Een cystometrische test meet hoeveel urine de blaas kan bevatten, hoeveel druk hoopt zich op in de blaas terwijl het urine opslaat, en hoe vol het is wanneer de drang om te plassen begint. Een katheter wordt gebruikt om de blaas volledig te ledigen. Vervolgens wordt een speciale, kleinere katheter in de blaas geplaatst. Deze katheter heeft een drukmeetapparaat dat een manometer wordt genoemd. Een andere katheter kan in het rectum worden geplaatst om de druk daar te registreren.

Zodra de blaas volledig geleegd is, wordt de blaas langzaam gevuld met warm water. Gedurende deze tijd wordt de persoon gevraagd om te beschrijven hoe de blaas aanvoelt en om aan te geven wanneer de behoefte om te plassen ontstaat. Wanneer de drang om te plassen optreedt, worden het watervolume en de blaasdruk geregistreerd. De persoon kan tijdens deze procedure worden gevraagd om te hoesten of te spannen om te zien of de blaasdruk verandert. Een cystometrische test kan ook onvrijwillige blaascontracties identificeren. Cystometrische tests worden uitgevoerd in het kantoor, de kliniek of het ziekenhuis van een zorgverlener onder lokale anesthesie.

Cystometrische test

Lekpuntdrukmeting

Deze urodynamische test meet de druk op het lekpunt tijdens een cystometrische test. Terwijl de blaas wordt gevuld voor de cystometrische test, kan deze plotseling samentrekken en zonder waarschuwing wat water eruit persen.

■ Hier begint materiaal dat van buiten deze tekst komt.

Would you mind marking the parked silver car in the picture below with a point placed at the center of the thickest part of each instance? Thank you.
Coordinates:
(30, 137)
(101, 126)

De manometer meet de druk in de blaas wanneer deze lekkage optreedt. Deze meting kan informatie geven over het soort blaasprobleem dat er is. De persoon kan worden gevraagd om buikdruk op de blaas uit te oefenen door te hoesten, van houding te veranderen of te proberen uit te ademen terwijl hij de neus en mond vasthoudt. Deze acties helpen de zorgverlener de sluitspieren te evalueren.

Drukstroomstudie

Een drukstroomstudie meet de blaasdruk die nodig is om te urineren en de stroomsnelheid die een bepaalde druk genereert. Na de cystometrische test leegt de persoon de blaas, gedurende welke tijd een manometer wordt gebruikt om de blaasdruk en het debiet te meten. Deze drukstroomstudie helpt bij het identificeren van blokkering van de blaasuitgang die mannen kunnen ervaren bij prostaatvergroting. Blokkering van de blaasuitgang komt minder vaak voor bij vrouwen, maar kan optreden bij een cystocèle of, in zeldzame gevallen, na een chirurgische procedure voor urine-incontinentie. Drukstroomonderzoeken worden uitgevoerd in het kantoor, de kliniek of het ziekenhuis van een zorgverlener met lokale anesthesie.

Elektromyografie

Elektromyografie maakt gebruik van speciale sensoren om de elektrische activiteit van de spieren en zenuwen in en rond de blaas en de sluitspieren. Als de zorgverlener denkt dat het urineprobleem verband houdt met zenuw- of spierschade, kan de persoon een elektromyografie krijgen. De sensoren worden op de huid bij de urethra en het rectum of op een urethrale of rectale katheter geplaatst. Spier- en zenuwactiviteit wordt geregistreerd op een machine. De patronen van de zenuwimpulsen laten zien of de berichten die naar de blaas en sluitspieren worden gestuurd, correct zijn gecoördineerd. Elektromyografie wordt uitgevoerd door een speciaal opgeleide technicus in het kantoor, de polikliniek of het ziekenhuis van een zorgverlener. Anesthesie is niet nodig als sensoren op de huid worden geplaatst. Lokale anesthesie is nodig als sensoren op een urethrale of rectale katheter worden geplaatst.

Video-urodynamische tests

Video-urodynamische tests maken foto’s en video’s van de blaas tijdens het vullen en legen. De beeldvormingsapparatuur kan röntgenstraling of echografie gebruiken.Als röntgenapparatuur wordt gebruikt, wordt de blaas gevuld met een speciale vloeistof, contrastmedium genaamd, dat op röntgenfoto’s te zien is. Röntgenfoto’s worden gemaakt door een röntgentechnicus in het kantoor, de polikliniek of het ziekenhuis van een zorgverlener; anesthesie is niet nodig. Als er ultrasone apparatuur wordt gebruikt, wordt de blaas gevuld met warm water en worden onschadelijke geluidsgolven gebruikt om een beeld van de blaas te maken. De foto’s en video’s laten de grootte en vorm van de blaas zien en helpen de zorgverlener het probleem te begrijpen. Blaasecho’s worden uitgevoerd in het kantoor, het radiologiecentrum of het ziekenhuis van een zorgverlener door een speciaal opgeleide technicus en geïnterpreteerd door een arts, meestal een radioloog. Hoewel anesthesie niet nodig is voor de echografie, is lokale anesthesie nodig om de katheter in te brengen om de blaas te vullen.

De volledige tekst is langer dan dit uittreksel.